Other enhancements to Harrier include:

  • Addition of Archive option, which files message into "per month" archive folders.
  • In military mode, option to delete messages is removed.
  • Security Labels displayed in scan listing.
  • Scan listing shows time remaining in which to process message, based on earlies of:
    • Priority based target processing time
    • Reply-by time
    • Expiry time
  • Scan listing sorts by priority, with secondary sort on the "time remaining".
  • When setting up M-Switch/M-Box from MConsole, a matching Harrier Web configuration is generated.
  • Addition of "Search" function allowing users to find messages containing specific text.

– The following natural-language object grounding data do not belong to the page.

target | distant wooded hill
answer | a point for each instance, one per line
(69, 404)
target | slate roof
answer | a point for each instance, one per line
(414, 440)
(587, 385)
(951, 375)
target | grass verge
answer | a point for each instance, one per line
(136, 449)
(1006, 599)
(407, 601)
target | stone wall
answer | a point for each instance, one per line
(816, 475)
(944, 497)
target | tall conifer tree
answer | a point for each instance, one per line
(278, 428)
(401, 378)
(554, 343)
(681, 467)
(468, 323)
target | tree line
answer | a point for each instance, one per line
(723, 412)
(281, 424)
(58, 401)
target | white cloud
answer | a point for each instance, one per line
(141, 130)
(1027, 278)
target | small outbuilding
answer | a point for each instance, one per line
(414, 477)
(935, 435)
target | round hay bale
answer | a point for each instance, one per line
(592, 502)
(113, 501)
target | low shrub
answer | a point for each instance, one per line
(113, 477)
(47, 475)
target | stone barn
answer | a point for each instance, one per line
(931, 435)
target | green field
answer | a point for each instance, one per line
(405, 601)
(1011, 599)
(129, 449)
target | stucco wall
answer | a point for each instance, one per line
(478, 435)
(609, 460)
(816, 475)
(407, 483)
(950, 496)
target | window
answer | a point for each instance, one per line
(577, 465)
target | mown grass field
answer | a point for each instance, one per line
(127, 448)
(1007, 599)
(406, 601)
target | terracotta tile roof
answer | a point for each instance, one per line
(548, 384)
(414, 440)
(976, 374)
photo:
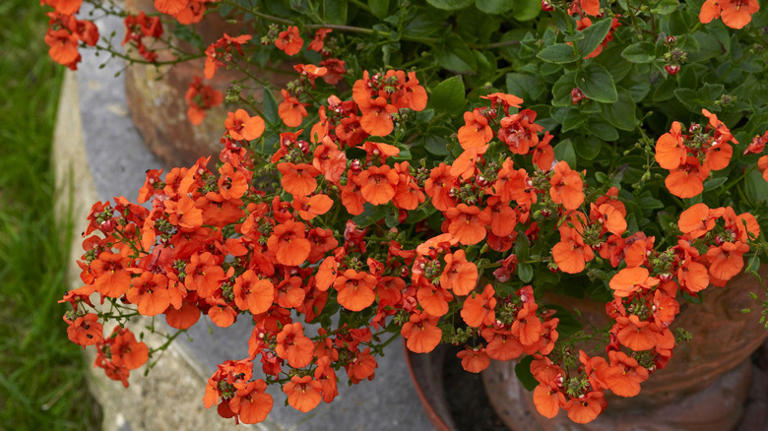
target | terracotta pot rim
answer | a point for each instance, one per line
(434, 417)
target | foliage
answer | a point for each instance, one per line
(609, 150)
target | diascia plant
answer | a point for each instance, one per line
(612, 150)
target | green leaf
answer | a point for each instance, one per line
(523, 373)
(525, 10)
(665, 7)
(564, 151)
(593, 35)
(528, 87)
(622, 113)
(450, 4)
(597, 84)
(561, 90)
(456, 56)
(448, 96)
(558, 53)
(588, 148)
(270, 107)
(494, 7)
(436, 145)
(640, 52)
(525, 272)
(756, 188)
(379, 8)
(335, 11)
(573, 119)
(603, 130)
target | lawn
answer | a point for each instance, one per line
(42, 383)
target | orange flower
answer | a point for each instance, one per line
(709, 10)
(433, 300)
(630, 280)
(184, 317)
(298, 179)
(547, 400)
(65, 7)
(252, 293)
(502, 345)
(251, 403)
(586, 409)
(590, 7)
(200, 98)
(571, 254)
(319, 39)
(688, 180)
(635, 334)
(63, 46)
(696, 221)
(326, 273)
(289, 40)
(149, 292)
(726, 261)
(567, 187)
(355, 289)
(738, 13)
(474, 360)
(85, 330)
(693, 276)
(170, 7)
(459, 275)
(478, 309)
(377, 184)
(421, 333)
(309, 208)
(126, 351)
(670, 149)
(289, 243)
(232, 184)
(475, 132)
(294, 346)
(377, 116)
(519, 131)
(242, 126)
(438, 186)
(184, 214)
(467, 224)
(291, 110)
(304, 393)
(329, 160)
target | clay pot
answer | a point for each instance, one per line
(703, 388)
(711, 383)
(156, 101)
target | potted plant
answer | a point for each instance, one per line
(475, 194)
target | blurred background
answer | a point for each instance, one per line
(42, 374)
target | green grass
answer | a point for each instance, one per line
(42, 385)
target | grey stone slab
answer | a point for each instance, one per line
(118, 160)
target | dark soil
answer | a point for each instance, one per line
(465, 393)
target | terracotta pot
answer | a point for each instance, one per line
(156, 101)
(710, 384)
(704, 386)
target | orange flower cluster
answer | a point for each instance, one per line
(137, 27)
(691, 157)
(212, 243)
(65, 32)
(734, 13)
(184, 11)
(219, 53)
(200, 98)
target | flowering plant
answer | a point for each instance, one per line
(366, 206)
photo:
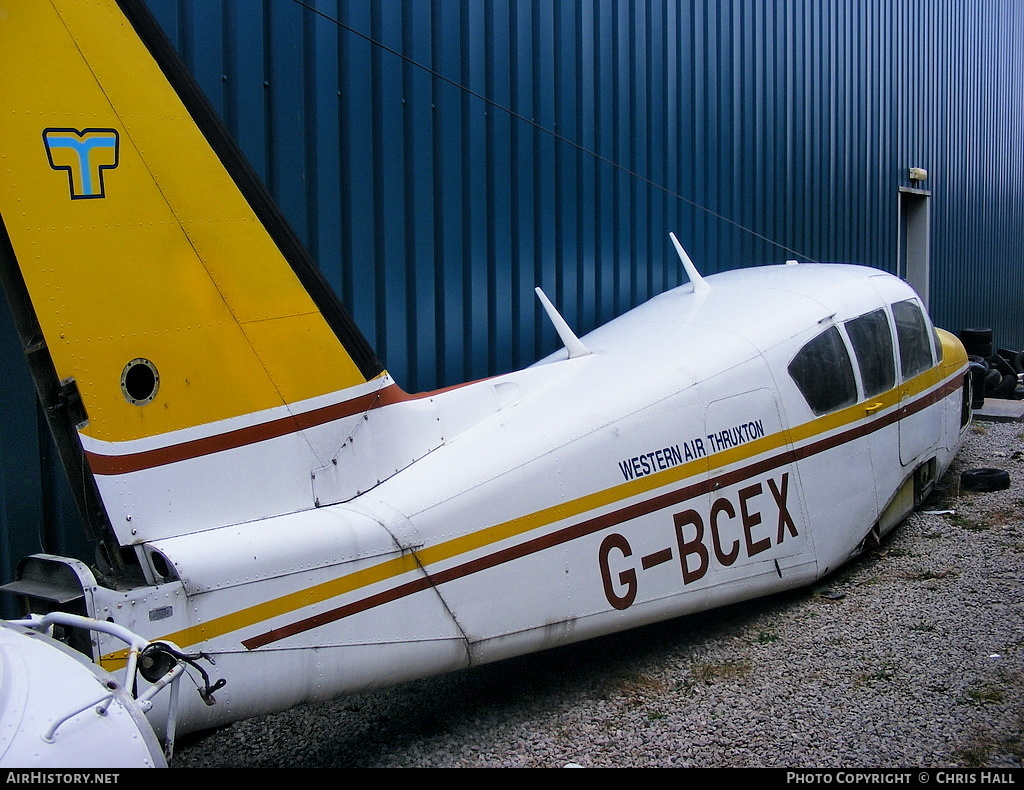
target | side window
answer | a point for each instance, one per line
(913, 338)
(872, 344)
(823, 373)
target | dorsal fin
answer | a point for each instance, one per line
(699, 285)
(572, 343)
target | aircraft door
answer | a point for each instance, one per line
(757, 534)
(918, 428)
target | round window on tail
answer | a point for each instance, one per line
(139, 381)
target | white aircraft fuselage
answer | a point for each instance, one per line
(675, 468)
(264, 494)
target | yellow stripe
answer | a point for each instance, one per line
(391, 569)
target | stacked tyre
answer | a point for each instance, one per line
(994, 374)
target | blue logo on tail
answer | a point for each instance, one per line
(84, 155)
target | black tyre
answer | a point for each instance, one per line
(999, 363)
(1007, 387)
(985, 480)
(976, 336)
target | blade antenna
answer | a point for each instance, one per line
(699, 285)
(572, 343)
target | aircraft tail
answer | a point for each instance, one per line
(172, 313)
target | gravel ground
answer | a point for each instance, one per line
(910, 656)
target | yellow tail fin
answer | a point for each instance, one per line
(165, 283)
(167, 310)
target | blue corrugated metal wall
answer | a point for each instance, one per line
(441, 157)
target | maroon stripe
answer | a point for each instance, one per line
(599, 523)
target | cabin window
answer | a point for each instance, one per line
(872, 344)
(824, 374)
(913, 337)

  • Harrier Server will automatically reconnect to an IMAP server after connection is lost, and can be configured to keep IMAP session alive (for IMAP servers which might otherwise disconnect "inactive" clients).
  • Improved address book search algorithm (returns most useful results first), and better handles unresponsive/unavailable LDAP servers.
  • New mail notifications contain more information.
  • Automatic periodic saving of draft messages.
  • When composing messages to recipients with restricted capabilities (identifed by capability checking), the UI indicates when parts of the message are problematic.
  • Added Message Size capability check.